Florbela Lima (EY), Costa e Constâncio foram os primeiros inquiridos na comissão da CGD.
Conhecida a posição de Costa e Constâncio, resta saber o que disse a EY à CPI.
EY, responsável pela auditoria independente aos atos de gestão da CGD entre 2000 e 2015, entre outros aspetos, concluiu que se cifram em 1,2 mil milhões de euros as perdas que o banco público registou naquele período relativamente aos 25 maiores créditos. Aliás, foi esta auditoria que deu origem à II CPI à recapitalização da CGD e aos atos de gestão.  
Assim, quando Florbela Lima, partener da EY e principal autora do relatório da auditoria, começou a falar, no começo da tarde do dia 26 de março, deixou o aviso que seria premonitório: “O nosso trabalho não emitiu juízos de valor sobre a qualidade das decisões tomadas”. E explicou, em seguida, que abordou antes o processo de decisão tendo em conta as regras e as normas internas em vigor na CGD em cada período. E socorreu-se deste argumento ao longo da audição para evitar qualificar muitas das operações ruinosas para o banco público.

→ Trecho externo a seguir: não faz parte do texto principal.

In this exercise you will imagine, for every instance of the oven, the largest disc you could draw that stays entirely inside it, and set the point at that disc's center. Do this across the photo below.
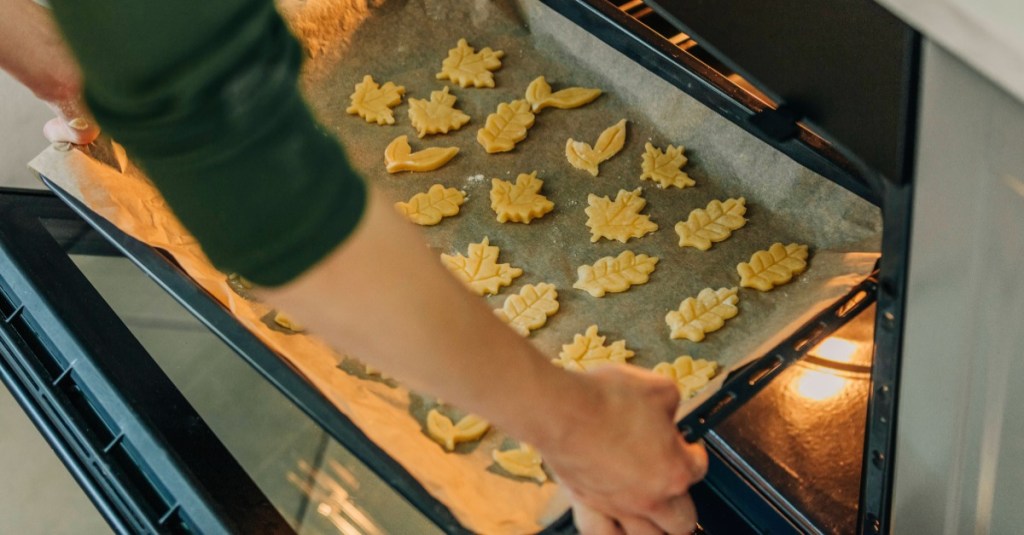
(803, 438)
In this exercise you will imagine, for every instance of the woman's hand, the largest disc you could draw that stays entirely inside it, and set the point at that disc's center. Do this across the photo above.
(34, 52)
(624, 461)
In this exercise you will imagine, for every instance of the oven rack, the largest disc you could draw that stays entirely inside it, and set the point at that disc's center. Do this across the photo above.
(739, 386)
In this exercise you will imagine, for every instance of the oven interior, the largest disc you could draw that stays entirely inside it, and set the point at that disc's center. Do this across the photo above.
(800, 439)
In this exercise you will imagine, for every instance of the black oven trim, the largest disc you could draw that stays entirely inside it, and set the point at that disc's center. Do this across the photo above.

A uma provocação de um deputado, a especialista responsável pelo relatório final disse:
Há decisões que não foram justificadas, sim. Se houve créditos de favor? É o senhor deputado que tira essa conclusão, não somos nós. Não analisámos a qualidade das decisões.”.
E disse, por várias vezes, que não se pode estabelecer relação direta entre o facto de a CGD não ter cumprido as regras do crédito e os grandes defaults. Os deputados tentaram muitas vezes extrair um dado que a própria auditoria permitiu concluir: em que período se concentraram as maiores perdas para o banco e houve mais atropelos às regras internas de concessão de crédito. E Florbela Lima esclareceu que, durante todos os anos, se verificou este tipo de situações” em que o normativo não foi cumprido.
Todavia, a audição acabou por ficar marcada pelo tema dos contratos em falta relativamente a alguns dos maiores créditos da CGD. Florbela Lima começou por advertir que “há informação que não foi localizada” e que a auditoria se cingiu à informação a que a EY teve acesso. Face a esta asserção, a assunto foi explorado até a auditora admitir que não lhe foi disponibilizada documentação sobre quatro dos 25 financiamentos mais problemáticos.
Assim, em resposta à deputada centrista Cecília Meireles Florbela Lima precisou:
Eu não estou a dizer que não existe contrato, estou a dizer que o contrato não nos foi disponibilizado.
Porém, quando a deputada a questionou:
 O facto de não ter sido disponibilizado é um indício muito forte de que não há sequer contrato. Como é que sem suporte documental a CGD pode recuperar este crédito?
A deponente rendeu-se, dizendo: “É um facto”. Com efeito, não havendo documentos que comprovem a dívida, torna-se difícil para o banco bater à porta do devedor para a reclamar.
E, no dia seguinte, logo pela manhã, o banco público vinha esclarecer:
A CGD confirma a formalização contratual respeitante aos quatro créditos mencionados como parte do top 25 do relatório de auditoria da EY. A CGD esclarece ainda que, das 60 operações referidas na audição, apenas 24 tinham exposição à data de dezembro de 2015, confirmando a CGD que tem os documentos contratuais que identificam e legitimam integralmente a sua posição e direitos..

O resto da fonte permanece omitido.